Quote:Original post by l0calh05t
i assume you'd have to make the same calculations you'd usually do in the vertex shader in the pixel shader.


I tried that no luck? Well it still looks like per vertex. The only calculations done in the vertex shader are lerp of colors and determining the factor which is
factor = (dot(normal, float3(0, -1.0)) + 1.0) / 2.0;

Lightmap?
You almost had it by yourself... just a little dtail was missing.

factor = (dot(normalize(normal), float3(0, -1.0, 0)) + 1.0) / 2.0;


you can optimize that to :
factor = normalize(normal).y * -0.5 + 0.5;

which will be compiled as a MAD (multiply add) and will eat up way less instructions.

If you don't normalize per pixel your y component is linearly interpolated... which will give you the same result than per vertex.

in response to anonymous: No...

I hope this helps,
Phil
Quote:Original post by PixelPhil
You almost had it by yourself... just a little dtail was missing.

factor = (dot(normalize(normal), float3(0, -1.0, 0)) + 1.0) / 2.0;


you can optimize that to :
factor = normalize(normal).y * -0.5 + 0.5;

which will be compiled as a MAD (multiply add) and will eat up way less instructions.

If you don't normalize per pixel your y component is linearly interpolated... which will give you the same result than per vertex.
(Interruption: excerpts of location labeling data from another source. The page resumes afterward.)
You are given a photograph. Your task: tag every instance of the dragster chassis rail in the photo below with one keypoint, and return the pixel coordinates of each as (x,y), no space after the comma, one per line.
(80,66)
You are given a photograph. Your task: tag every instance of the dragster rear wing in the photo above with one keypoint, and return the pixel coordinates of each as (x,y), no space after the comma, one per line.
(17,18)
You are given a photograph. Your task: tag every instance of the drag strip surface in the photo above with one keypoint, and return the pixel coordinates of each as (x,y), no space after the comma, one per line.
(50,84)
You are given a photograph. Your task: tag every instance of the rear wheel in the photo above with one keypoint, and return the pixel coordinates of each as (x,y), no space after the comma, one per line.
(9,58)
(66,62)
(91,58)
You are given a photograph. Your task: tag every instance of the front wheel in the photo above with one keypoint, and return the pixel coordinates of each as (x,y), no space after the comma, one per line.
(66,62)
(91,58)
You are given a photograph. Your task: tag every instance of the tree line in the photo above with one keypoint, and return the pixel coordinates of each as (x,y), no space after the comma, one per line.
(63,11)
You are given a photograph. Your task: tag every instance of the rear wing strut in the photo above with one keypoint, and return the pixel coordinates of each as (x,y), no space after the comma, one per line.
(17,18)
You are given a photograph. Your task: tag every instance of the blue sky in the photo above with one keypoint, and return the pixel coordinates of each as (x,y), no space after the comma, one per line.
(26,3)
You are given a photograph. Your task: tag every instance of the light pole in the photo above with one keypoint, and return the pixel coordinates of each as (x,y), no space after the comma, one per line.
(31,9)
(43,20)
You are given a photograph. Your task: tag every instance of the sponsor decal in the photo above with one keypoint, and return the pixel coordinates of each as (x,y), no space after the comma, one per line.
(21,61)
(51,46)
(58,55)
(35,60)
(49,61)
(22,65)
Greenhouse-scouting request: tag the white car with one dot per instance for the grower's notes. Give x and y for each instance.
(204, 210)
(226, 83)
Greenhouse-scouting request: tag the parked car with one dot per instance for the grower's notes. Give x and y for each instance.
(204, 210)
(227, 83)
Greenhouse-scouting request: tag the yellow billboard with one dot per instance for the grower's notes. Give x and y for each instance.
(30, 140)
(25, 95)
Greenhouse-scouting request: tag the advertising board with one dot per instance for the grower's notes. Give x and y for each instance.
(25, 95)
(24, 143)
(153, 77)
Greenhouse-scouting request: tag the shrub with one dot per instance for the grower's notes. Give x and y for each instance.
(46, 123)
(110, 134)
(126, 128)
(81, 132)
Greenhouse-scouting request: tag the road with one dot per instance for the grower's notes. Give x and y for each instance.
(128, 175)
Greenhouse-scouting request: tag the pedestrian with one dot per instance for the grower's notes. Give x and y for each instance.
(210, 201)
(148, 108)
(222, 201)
in response to anonymous: No...

I hope this helps,
Phil



Thanks for the reply. So I need to move the factor amount into the fragment shader then? So the only thing I will be doing in the vertex shader is transforming the position and texture coordinates?
yes, otherwise you'd only be linearly interpolating which would be the same as doing it per vertex (just slower)
yeah, just output the normal in world space in your vertex shader. And perform that computation per fragment.

Digression...
You might also want to normalize your normal with a normalization cubemap (which is faster on older hardware) but there is a huge religious debate about that.